Voltando à questão inicial, este é mesmo um imenso abismo que existe entre a mente feminina e a masculina; nós sentimo-nos seguras quando conseguimos harmonizar a vida. Queremos harmonizar as amigas com o namorado ou marido, os nossos filhos com os enteados, o trabalho com a casa, o sexo com o amor, a sensação de aventura com uma noite em conchinha, porque, por uma razão química, fisiológica ou morfológica qualquer, somos felizes assim. É o cérebro em open-space. Juntar, reunir, dar continuidade, cuidar. Se a Florence Nightingale tivesse sido um homem, a enfermagem nunca se teria profissionalizado.
Com os homens é completamente diferente. A segurança e a paz interior vêm da compartimentação: a casa é a casa, o trabalho é o trabalho, os amigos são os amigos. Citando o saudoso e há pouco falecido Rubem Fonseca, a mão direita não conta à esquerda o que faz. É verdade que há homens com mais flexibilidade que conseguem enviar mensagens durante 12 horas, ao mesmo tempo que conduzem reuniões ou tomam decisões complicadas no local de trabalho, mas para tal precisam de uma profunda e indomável motivação. No dia a dia, nada melhor do que dar conta do expediente em horário a cumprir que é cumprido, para depois regressar a casa e ligar a televisão, ato catalisador para ligar a caixa do nada, que é mais uma gaveta do contador e que as mulheres não têm, primeiro porque não funcionam como um contador, e depois porque raramente conseguem não estar a pensar em nada.
O homem caça e luta, a mulher intriga e sonha.
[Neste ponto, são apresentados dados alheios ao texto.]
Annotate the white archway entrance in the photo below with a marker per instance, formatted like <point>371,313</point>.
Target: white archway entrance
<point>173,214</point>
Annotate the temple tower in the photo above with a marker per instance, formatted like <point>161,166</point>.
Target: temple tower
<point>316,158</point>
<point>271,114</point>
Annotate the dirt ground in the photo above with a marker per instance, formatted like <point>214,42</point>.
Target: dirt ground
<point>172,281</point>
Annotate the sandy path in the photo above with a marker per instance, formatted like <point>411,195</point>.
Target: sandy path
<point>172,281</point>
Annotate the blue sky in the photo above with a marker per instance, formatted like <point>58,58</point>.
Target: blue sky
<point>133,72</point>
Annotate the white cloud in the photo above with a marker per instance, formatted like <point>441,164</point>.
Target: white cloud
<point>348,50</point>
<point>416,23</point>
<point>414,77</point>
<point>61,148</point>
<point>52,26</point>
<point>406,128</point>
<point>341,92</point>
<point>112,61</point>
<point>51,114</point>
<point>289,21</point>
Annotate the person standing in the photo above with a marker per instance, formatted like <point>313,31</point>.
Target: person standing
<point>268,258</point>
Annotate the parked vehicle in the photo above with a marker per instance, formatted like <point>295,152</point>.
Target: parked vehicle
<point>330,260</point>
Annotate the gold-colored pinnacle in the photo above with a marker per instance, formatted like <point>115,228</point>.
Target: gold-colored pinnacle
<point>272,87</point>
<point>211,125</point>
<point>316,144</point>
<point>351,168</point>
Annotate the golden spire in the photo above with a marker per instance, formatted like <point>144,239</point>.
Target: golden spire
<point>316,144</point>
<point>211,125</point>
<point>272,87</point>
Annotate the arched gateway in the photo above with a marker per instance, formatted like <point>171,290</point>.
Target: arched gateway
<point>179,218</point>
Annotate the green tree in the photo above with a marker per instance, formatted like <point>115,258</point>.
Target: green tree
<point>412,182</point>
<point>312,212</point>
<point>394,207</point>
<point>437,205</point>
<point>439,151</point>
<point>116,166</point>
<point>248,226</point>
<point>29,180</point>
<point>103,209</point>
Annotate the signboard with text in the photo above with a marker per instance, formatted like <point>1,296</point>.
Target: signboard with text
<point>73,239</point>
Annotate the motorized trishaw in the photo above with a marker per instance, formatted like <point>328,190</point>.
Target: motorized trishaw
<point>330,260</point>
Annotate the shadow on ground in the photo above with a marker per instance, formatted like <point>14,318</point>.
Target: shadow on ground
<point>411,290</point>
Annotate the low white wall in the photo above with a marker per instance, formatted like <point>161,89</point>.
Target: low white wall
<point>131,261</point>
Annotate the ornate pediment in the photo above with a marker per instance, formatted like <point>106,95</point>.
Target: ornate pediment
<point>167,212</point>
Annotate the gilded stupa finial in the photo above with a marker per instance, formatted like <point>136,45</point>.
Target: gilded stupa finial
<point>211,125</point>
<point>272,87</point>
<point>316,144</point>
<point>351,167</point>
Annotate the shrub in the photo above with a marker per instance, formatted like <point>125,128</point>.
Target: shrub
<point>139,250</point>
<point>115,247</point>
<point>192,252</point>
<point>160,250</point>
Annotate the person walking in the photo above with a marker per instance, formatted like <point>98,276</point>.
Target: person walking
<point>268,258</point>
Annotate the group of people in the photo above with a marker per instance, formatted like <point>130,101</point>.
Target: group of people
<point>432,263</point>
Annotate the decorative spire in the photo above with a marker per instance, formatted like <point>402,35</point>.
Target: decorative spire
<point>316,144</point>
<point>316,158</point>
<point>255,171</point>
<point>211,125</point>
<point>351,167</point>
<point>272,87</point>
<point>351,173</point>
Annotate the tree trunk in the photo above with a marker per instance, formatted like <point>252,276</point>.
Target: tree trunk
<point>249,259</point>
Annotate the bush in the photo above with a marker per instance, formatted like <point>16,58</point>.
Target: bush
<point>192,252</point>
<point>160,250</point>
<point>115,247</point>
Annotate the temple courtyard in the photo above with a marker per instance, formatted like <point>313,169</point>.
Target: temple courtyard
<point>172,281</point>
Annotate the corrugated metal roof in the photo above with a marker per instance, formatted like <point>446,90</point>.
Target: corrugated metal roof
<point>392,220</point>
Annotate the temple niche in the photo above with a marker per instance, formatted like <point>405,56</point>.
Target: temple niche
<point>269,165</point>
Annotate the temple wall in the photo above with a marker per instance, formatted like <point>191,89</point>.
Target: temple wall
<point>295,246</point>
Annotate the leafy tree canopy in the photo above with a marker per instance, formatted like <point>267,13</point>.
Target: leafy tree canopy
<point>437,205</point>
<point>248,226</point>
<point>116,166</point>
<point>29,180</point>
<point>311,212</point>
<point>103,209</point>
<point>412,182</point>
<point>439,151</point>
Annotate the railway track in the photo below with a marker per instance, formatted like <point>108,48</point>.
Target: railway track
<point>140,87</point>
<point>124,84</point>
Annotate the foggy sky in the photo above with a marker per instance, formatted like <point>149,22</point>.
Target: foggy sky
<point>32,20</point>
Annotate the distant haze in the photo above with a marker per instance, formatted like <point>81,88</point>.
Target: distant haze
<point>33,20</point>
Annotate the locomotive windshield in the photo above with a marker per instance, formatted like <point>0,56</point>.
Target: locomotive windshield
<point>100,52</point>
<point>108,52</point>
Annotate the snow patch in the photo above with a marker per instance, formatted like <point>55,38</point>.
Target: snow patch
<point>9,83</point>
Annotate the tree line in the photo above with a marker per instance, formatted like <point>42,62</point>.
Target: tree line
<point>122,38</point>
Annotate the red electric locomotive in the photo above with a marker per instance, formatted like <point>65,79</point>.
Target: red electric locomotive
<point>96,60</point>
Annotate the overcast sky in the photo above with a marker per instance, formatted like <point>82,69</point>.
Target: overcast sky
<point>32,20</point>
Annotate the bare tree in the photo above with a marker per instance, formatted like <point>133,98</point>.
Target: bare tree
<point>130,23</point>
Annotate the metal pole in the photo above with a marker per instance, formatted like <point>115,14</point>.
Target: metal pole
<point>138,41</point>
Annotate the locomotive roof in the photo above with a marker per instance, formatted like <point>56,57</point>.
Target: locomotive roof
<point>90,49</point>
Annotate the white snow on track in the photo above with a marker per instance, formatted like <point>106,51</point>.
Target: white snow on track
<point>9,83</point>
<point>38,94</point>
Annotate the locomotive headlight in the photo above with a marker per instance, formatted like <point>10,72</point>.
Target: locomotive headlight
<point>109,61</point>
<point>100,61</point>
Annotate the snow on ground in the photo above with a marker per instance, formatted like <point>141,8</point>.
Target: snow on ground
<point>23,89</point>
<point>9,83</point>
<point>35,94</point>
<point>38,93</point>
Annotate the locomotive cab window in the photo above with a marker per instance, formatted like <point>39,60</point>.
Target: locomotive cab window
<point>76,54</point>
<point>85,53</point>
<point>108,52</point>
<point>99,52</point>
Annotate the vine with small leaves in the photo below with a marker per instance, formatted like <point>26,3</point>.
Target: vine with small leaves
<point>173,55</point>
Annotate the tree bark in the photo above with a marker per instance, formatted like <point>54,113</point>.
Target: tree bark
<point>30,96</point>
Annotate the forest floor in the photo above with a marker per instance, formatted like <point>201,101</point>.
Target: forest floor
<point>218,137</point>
O homem sempre foi obrigado a viver fora do lar para ir buscar caça, pesca ou euros para alimentar a prole ou pagar as contas, enquanto a mulher se ocupava da casa, dos filhos, da horta, dos animais, das árvores de fruto e dos parentes doentes.
Eu sou da Geração X, aquela que cresceu a acreditar que homens e mulheres eram iguais e demorei décadas a aceitar que isso não é verdade. Homens e mulheres amam de forma muito diferente. Na verdade, todas as pessoas amam à sua maneira. Hoje acredito que cada um ama ao nível da sua consciência: quanto melhor se conhece, mais se respeita. E quanto mais se respeita, mais capaz será de amar. Quando Oscar Wilde escreveu ao amante que lhe arruinou a vida e a reputação, oxalá me tivesses amado menos e gostado mais de mim, talvez estivesse a pensar nisto, mas por outras palavras. Aceitar que a cabeça de um homem é um contador indo-português, que quando abre uma gaveta tem de fechar a que está em cima ou em baixo, embora possa abrir várias da mesma fila, é meio caminho andado para a paz que vem do entendimento e da aceitação. Apesar de tudo, prefiro um contador com as gavetas cheias de inteligência, sensibilidade, inseguranças, sonhos, ideais, jeito para cozinhar e silêncios misteriosos do que um roupeiro Pax do Ikea de portas de correr com um varão e três prateleiras sem mistério. Um contador tem sempre gavetas por abrir, não acredito em nada mais estimulante e saudável numa relação do que saber que o outro é mesmo outro e não um espelho do nosso ego ou uma projeção adolescente de um ideal inalcançável. A cabeça serve para arrumar a cabeça, o coração serve para arrumar o coração e cabe a cada um a tarefa de se arrumar sozinho.